«Madame Claude» mise à nu à l'aune de #MeToo

  • Fernande Grubet alias Madame Claude dirigeait un réseau de prostituées de luxe dans les années 1960-70.
  • La réalisatrice Sylvie Verheyde et la comédienne Karole Rocher montrent une version plus crue ses agissements.
  • Ce film flirte avec le polar et le cinéma d’espionnage pour livrer une réflexion passionnante sur la condition féminine.

Fernande Grubet vous connaissez ? Peut-être pas sous ce nom mais son pseudonyme de
Madame Claude est sans doute plus familier. C’est lui qui donne son titre au film de Sylvie Verheyde, disponible sur Netflix ce vendredi. Cette proxénète star et son réseau de prostituées de luxe triées sur le volet évoluaient dans le Paris des années 1960-70.

Elle a été incarnée par Françoise Fabian sous la direction de Just Jaeckin en 1976 puis par
Alexandra Stewart sous celle de François Mimet en 1981. Ces versions plutôt sexy de sa biographie ne pouvaient plus passer au XXIe siècle. La réalisatrice de Sex Doll et Confessions d’un enfant du siècle balaye le mythe glamour pour confier à
Karole Rocher, bouleversante, le soin de se rapprocher de la réalité. « Aujourd’hui encore, Madame Claude reste une figure d’émancipation sociale et féministe. Mais elle n’en demeure pas moins un monstre » déclare la réalisatrice dans le dossier de presse.

Une histoire de femmes

Le mythe a la vie dure. « Pour ma mère, Madame Claude représentait un exemple féminin de réussite sociale, qui avait trouvé́ le moyen de prendre le pouvoir sur les hommes », insiste la cinéaste. C’est donc une réflexion sur la condition féminine qu’elle offre avec ce biopic passionnant qu’elle décrit comme « basée sur des faits réels s’inspirant de la vie imaginée de Fernande Grudet, dite Madame Claude » dès les premières images. Sylvie Verheyde s’est livrée à de copieuses recherches sur Madame Claude qui aimait prendre des libertés avec la réalité pour se créer une vie d’aventurière La réalisatrice a revu la légende à son tour. Avec, notamment, l’intrusion d’une jeune femme émancipée (superbe Garance Marillier découverte dans Grave de Julie Ducournau) qui bouleverse la vie de cette « patronne » caparaçonnée dans sa solitude.

Un voyou au féminin

La réalisatrice n’angélise pas son sujet. La proxénète considérait ses « filles » comme des propriétés de rapport pouvant être tabassées par des « amis » car le mot « client » était interdit. « Comme tous les antihéros des films noirs, elle dit quelque chose de la société, estime la cinéaste et dans le même temps, on ne peut pas valider ce qu’elle fait. » Loin de glorifier la prostitution, le film montre la lutte pour la survie d’une femme contrainte à la dureté par sa condition. Le sexe est la seule arme dont elle dispose pour s’imposer dans une société patriarcale. Mais il n’est jamais montré de façon érotique. « Elles ne font pas l’amour, elles bossent », martèle Sylvie Verheyde.
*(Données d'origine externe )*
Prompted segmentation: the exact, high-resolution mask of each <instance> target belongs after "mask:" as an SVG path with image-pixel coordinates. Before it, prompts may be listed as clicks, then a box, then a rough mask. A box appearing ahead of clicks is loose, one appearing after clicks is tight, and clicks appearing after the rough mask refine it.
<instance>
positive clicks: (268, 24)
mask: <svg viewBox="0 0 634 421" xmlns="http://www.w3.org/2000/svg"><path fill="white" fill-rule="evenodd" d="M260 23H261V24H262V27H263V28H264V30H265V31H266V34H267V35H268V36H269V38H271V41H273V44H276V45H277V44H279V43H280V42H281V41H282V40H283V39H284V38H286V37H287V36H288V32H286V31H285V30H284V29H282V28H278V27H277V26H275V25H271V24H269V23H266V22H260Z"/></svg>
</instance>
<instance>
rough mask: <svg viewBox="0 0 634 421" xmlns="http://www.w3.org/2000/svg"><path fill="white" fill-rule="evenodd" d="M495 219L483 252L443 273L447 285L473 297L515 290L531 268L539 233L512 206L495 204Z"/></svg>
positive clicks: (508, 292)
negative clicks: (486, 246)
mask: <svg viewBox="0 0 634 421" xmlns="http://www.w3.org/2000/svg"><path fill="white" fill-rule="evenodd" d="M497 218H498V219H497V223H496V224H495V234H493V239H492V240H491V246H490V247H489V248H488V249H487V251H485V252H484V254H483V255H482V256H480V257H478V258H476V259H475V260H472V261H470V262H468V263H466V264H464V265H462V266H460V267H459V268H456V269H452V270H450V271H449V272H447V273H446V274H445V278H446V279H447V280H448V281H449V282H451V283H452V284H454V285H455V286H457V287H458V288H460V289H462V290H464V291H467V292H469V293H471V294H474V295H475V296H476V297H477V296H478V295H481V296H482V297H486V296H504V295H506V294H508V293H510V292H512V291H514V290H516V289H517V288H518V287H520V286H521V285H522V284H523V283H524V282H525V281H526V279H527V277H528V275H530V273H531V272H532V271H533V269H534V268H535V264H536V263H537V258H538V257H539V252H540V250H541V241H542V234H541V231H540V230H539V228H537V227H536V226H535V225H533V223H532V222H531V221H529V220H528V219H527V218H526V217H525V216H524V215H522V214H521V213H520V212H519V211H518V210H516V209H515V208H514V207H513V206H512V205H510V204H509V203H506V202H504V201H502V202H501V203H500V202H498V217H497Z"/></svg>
Maquerelle de la République

Ce surnom de « Maquerelle de la République » que Madame Claude détestait est aussi clairement illustré par Sylvie Verheyde. La proxénète évoluait dans les coulisses du pouvoir entre monde de la politique et show-business, entre grand banditisme et services secrets. Elle était réputée pour conserver des documents sur ces clients. Construit comme un polar, le film flirte avec le cinéma d’espionnage pour faire comprendre la grandeur puis la décadence d’une femme qui a exploité le patriarcat comme elle a été utilisée par lui. Il y a beaucoup d’humanité dans le portrait de Madame Claude que brosse Sylvie Verheyde.